We raised $15M to build the world's fastest neocloud.Read
Infrastructure / Leadership

Head of Infrastructure

New York, NY · On-site·Full-time

Own the infrastructure layer of our inference cloud end-to-end. Today that means the control plane, the gateway in front of our ASIC fleet, and the observability stack that tells us where every millisecond goes. Over the next 6-8 months it grows into a heterogeneous fleet: ASICs for decode, GPUs for prefill, and the physical-layer ownership that comes with it.
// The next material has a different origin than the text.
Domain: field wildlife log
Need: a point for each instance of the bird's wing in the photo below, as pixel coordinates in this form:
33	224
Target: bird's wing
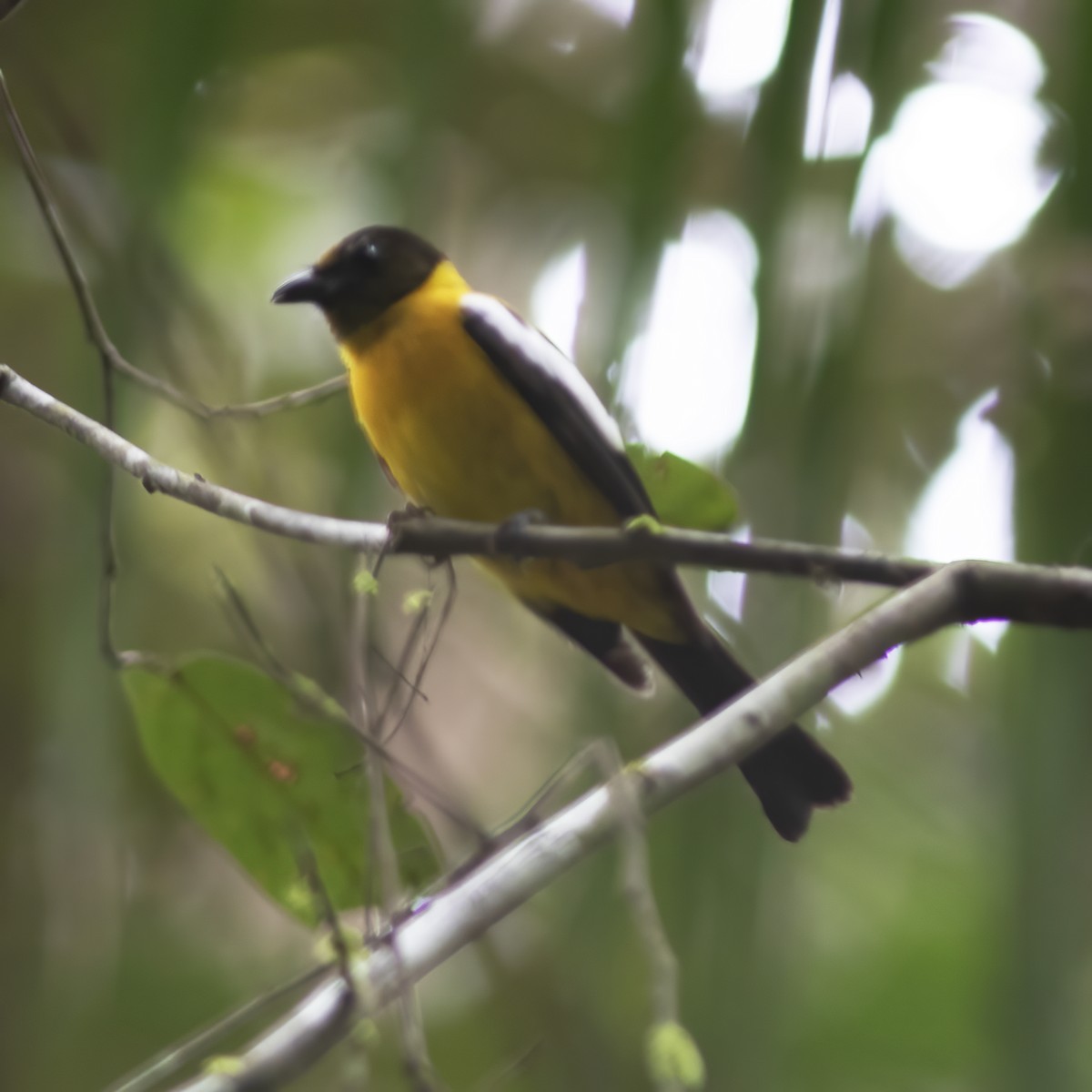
561	397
The first six months are hands-on: k8s manifests, dashboards, oncall, and a direct line to our ASIC partner's engineering team when production behaves strangely. The team grows under you from there.

Responsibilities

  • Own the inference control plane. Today it's built on configuration provided by our ASIC partner; you'll be the person who understands it deeply enough to modify, extend, and eventually replace pieces of it.
  • Own the gateway and load balancer that fronts the fleet. Model placement, request routing, and tail-latency engineering live here, driven by live utilization and per-model SLOs.
  • Own observability end-to-end. Per-request tracing from OpenRouter ingress through to the accelerator, with p50/p95/p99 dashboards, SLOs, and alerting that wakes the right person.
  • Run capacity planning against a real, distributed traffic mix across the open-weight models we serve.
  • Own the operational side of the ASIC partnership. Most weird production issues route through their engineering team until we build that expertise in-house, and you'll be our technical face in those conversations.
  • Bring up the prefill side of our disaggregated architecture on a second hardware platform as it comes online. Different vendor, different fabric, different kernels.
  • Build the oncall and incident response practice from zero. Hire and grow the team underneath you.

What we're looking for

  • 7+ years in infrastructure, SRE, or platform engineering, with at least some of it at a serious inference, ML, or HPC shop.
  • Hands-on with Kubernetes at production scale — not just deploying, but debugging the weird stuff.
  • Strong instincts for tail latency. You think about p99 and utilization as the same problem, not different ones.
  • Comfortable owning a vendor relationship where the vendor's bugs are now your production issues.
  • Track record of building observability practices that actually catch problems, not just generate dashboards.
  • Have been oncall through real incidents and can talk about what you learned.
  • Want to be the first infra hire at something early, not the tenth at something big.

Nice to have

  • Experience operating non-NVIDIA accelerators in production — TPUs, ASICs, or alternative GPU vendors.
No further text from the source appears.